Perhaps i closed my mouth, and i nodded.  Unsure of whether this was some elaborate ruse Londoners play upon innocent country yokels, i declined to challenge the impossibility of such a claim. “No bugs,” i thought to myself. “We’ll see about that!”

But there aren’t. Well, to the extent that D. indicated, there really aren’t. There’s the odd fly that comes through the flat or office’s unscreened windows, and i’ve seen a bumblebee or two in a park. But there really aren’t any screens on the windows.  The last time i remember being bitten by an insect was three days before i left Austin.  It’s really quite pleasant, not swatting myself every few minutes.

However, over the past week or two, i’ve become more and more concerned about an apparent universal lack of life forms, excepting the house monkey, of course. (Of those there are a plenty.) But definitely not as many and a less diverse selection of birds as i’m used to seeing — and far fewer cats and dogs.  On the way to work today, i saw a woman walking an Afghan, and i think i even took a step or two towards them to throw my arms around the poor beast to tell it how much i loved large shaggy dogs, and that i thought i might never see another in my life. But i stopped myself, remembering just how annoying that was when i was walking my large shaggy dog in a city full of dogs, and people would stop (often) and remark upon how unusual it was. So i can only imagine this woman’s lot in life, leading around a huge, walking carpet, in a city of (mostly hairless) chimpanzees.

So you can imagine my surprise tonight, just after dinner, when M. points out that there are some birds of prey flying by, outside.  I look out, over the tops of various buildings toward Parliament and Big Ben, and i see several, unmistakeable silhouettes. Three of them, in fact. This is familiar to me, because in Austin, there were some Peregrines that sometimes lived around the high-rise building i worked in, and i was too often distracted by their aerial courtships and hunting.  I even brought in some binoculars.

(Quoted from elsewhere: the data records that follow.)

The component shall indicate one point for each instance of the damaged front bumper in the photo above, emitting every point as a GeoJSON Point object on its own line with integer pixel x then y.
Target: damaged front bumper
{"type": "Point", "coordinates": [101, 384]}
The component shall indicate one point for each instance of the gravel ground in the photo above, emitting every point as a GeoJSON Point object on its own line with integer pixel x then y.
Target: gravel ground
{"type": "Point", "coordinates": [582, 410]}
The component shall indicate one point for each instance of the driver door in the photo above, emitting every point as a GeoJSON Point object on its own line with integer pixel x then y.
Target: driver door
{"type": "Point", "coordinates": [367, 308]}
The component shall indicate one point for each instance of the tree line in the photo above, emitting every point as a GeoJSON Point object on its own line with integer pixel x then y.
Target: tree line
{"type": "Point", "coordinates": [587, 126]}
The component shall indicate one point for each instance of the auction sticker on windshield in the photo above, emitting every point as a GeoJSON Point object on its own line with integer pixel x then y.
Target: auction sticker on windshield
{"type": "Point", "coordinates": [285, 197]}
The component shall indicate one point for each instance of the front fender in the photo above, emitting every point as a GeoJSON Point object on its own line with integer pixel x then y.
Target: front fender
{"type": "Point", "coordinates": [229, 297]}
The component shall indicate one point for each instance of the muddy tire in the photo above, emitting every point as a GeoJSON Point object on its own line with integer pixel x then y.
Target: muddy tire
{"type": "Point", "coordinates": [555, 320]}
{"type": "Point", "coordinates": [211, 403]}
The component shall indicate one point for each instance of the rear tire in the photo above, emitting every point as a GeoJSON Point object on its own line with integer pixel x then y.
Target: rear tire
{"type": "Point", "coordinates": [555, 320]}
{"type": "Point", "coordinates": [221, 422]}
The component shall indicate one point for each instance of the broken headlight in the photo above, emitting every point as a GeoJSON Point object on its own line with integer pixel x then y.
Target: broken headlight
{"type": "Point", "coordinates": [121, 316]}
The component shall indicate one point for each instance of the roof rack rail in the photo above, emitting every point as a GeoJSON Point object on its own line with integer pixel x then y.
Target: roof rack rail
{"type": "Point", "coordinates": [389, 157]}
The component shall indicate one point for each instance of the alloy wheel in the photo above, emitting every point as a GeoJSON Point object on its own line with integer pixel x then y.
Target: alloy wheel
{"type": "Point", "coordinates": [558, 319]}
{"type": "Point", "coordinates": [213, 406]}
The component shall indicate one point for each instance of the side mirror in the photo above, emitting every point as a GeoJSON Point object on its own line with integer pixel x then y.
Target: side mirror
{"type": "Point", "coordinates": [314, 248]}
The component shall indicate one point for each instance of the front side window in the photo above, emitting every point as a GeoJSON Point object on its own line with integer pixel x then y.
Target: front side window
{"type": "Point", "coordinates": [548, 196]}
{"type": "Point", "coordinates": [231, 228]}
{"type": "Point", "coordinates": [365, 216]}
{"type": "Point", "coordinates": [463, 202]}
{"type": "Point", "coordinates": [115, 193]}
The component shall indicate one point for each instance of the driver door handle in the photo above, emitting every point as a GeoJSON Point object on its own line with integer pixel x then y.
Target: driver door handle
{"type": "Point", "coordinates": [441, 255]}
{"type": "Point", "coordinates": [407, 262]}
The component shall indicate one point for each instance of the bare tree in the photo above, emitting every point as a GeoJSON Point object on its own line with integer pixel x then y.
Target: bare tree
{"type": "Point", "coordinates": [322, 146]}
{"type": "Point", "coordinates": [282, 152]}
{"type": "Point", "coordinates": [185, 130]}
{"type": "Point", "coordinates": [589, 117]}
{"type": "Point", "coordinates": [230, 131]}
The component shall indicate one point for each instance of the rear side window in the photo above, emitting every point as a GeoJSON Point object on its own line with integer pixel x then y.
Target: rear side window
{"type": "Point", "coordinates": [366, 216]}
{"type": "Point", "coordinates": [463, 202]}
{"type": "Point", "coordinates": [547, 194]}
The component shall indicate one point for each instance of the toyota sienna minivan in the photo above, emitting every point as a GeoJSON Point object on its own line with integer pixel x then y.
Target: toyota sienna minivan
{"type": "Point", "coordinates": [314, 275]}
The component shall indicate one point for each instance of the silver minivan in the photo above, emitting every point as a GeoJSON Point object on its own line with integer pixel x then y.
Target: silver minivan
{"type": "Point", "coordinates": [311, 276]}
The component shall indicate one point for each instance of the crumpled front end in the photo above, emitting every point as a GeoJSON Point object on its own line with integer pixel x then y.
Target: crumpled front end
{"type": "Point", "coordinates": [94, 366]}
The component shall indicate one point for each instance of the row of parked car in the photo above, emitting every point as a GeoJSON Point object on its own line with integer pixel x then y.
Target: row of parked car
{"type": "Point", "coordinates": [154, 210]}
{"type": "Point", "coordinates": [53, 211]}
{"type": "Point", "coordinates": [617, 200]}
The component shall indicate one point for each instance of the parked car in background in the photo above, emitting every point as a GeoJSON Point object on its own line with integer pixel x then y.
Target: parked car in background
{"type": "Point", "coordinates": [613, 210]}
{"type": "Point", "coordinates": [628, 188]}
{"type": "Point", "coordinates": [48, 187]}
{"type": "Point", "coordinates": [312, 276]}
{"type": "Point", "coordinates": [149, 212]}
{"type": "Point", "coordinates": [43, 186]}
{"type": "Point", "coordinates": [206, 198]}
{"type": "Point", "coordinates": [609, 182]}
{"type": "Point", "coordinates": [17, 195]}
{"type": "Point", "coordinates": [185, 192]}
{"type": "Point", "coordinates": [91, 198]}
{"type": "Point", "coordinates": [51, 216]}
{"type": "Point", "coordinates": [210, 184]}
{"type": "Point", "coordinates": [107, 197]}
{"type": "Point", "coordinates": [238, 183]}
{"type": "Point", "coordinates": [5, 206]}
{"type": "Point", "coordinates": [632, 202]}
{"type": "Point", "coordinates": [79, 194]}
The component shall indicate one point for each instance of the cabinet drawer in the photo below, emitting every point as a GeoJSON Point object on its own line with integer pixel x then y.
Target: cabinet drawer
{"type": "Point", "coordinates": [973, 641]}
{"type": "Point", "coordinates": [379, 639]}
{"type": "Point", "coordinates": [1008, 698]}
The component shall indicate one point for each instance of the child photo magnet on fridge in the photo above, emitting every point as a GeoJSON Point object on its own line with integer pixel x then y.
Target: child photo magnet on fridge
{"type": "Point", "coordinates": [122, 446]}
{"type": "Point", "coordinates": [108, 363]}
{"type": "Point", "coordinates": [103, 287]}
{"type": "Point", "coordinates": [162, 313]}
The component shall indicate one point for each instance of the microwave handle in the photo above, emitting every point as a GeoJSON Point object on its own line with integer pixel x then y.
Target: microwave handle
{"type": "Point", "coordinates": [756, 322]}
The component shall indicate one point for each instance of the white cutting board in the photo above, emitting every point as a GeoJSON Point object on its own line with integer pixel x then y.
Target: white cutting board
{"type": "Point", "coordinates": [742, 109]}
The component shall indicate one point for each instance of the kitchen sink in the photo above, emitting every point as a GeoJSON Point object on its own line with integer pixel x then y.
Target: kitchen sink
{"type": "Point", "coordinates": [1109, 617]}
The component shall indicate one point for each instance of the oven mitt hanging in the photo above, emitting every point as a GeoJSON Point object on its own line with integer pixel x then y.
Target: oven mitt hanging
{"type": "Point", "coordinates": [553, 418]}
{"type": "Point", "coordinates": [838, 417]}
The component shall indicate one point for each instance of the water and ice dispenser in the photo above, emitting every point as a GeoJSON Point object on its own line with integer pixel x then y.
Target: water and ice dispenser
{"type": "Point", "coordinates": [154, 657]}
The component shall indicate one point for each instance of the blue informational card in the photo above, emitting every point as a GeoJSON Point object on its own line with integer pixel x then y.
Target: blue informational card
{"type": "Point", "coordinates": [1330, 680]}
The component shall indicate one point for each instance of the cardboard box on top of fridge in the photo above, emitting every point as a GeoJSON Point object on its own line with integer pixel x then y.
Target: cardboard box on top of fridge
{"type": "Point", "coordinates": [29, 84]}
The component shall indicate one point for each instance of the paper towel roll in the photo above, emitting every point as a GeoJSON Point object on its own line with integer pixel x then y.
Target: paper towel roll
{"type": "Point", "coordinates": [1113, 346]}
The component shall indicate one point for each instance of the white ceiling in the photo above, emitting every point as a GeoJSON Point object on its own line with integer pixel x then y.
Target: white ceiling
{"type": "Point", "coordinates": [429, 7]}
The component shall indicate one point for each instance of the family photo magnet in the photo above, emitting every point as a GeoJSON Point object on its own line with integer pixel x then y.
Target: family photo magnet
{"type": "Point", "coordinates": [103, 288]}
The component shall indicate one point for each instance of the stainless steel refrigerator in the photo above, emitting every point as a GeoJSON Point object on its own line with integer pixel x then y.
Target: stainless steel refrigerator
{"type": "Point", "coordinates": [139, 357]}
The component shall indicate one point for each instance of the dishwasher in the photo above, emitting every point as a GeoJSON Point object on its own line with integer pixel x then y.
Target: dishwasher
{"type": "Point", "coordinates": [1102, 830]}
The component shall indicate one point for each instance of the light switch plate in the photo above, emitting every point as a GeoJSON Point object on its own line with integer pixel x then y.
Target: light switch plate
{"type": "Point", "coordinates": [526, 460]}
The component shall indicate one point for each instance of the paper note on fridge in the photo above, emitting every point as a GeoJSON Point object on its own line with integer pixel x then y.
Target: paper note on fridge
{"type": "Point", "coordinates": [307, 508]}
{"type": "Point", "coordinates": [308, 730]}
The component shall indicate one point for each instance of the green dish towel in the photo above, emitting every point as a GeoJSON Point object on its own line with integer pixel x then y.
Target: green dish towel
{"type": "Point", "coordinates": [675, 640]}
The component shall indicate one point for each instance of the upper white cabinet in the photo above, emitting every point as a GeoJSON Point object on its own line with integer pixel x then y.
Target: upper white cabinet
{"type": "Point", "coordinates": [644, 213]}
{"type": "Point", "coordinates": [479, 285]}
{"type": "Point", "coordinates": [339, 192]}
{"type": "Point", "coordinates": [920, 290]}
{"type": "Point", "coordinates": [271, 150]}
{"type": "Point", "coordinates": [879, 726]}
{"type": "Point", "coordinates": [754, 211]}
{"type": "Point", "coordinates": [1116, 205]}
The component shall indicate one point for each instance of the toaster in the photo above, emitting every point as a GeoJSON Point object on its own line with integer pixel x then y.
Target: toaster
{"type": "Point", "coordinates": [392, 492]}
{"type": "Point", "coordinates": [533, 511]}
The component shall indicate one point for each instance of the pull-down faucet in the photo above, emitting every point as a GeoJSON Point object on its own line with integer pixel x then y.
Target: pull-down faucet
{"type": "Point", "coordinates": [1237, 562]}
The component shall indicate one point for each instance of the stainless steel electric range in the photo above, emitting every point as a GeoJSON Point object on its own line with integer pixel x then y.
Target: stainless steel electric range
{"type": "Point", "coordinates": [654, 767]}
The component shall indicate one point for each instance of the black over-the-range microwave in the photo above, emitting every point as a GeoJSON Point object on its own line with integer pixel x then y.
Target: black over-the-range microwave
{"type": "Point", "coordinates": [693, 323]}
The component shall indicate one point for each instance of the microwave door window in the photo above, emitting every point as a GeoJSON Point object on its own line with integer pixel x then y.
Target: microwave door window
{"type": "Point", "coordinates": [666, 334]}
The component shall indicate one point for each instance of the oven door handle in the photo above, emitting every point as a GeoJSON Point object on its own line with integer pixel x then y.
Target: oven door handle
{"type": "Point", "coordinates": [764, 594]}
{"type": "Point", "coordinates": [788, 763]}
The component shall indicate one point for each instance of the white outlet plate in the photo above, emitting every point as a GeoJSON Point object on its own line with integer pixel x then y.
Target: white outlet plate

We’re looking West, into the twilight, so it’s really difficult to see their colors.  M suggested they might be Kestrels, which i think is a good guess. At first it seems like two of them are courting, but then it’s more like two are a pair, and the third is an intruder. Or maybe a young ‘un reluctant to shove off and make his or her own way in the world.

We took a some pictures… i tried taking some through one side of the binocs, but they did not turn out so well.  M. managed to capture all three in a frame.


Looking at these, now, i realize what it feels like to be a photographer of Sasquatch, or the Loch Ness Monster.  I feel like saying, “You see! You SEE! There is interesting and unusual natural wildlife in DOWNTOWN LONDON! No, really! I wouldn’t make this up! What? That odd white circle? That’s the flash on the monocle…. Oh come on! Obviously that’s a Kestrel, or maybe a Merlin… just squint and bit, and look at it this way, holding the laptop upside down.”

Regardless of what anyone else thinks, i’m just glad i had someone who also is interested in wildlife (birds) to share the experience with.

There was also this interesting cross in the sky made by contrails. (Or chemtrails, if that suits your fancy.)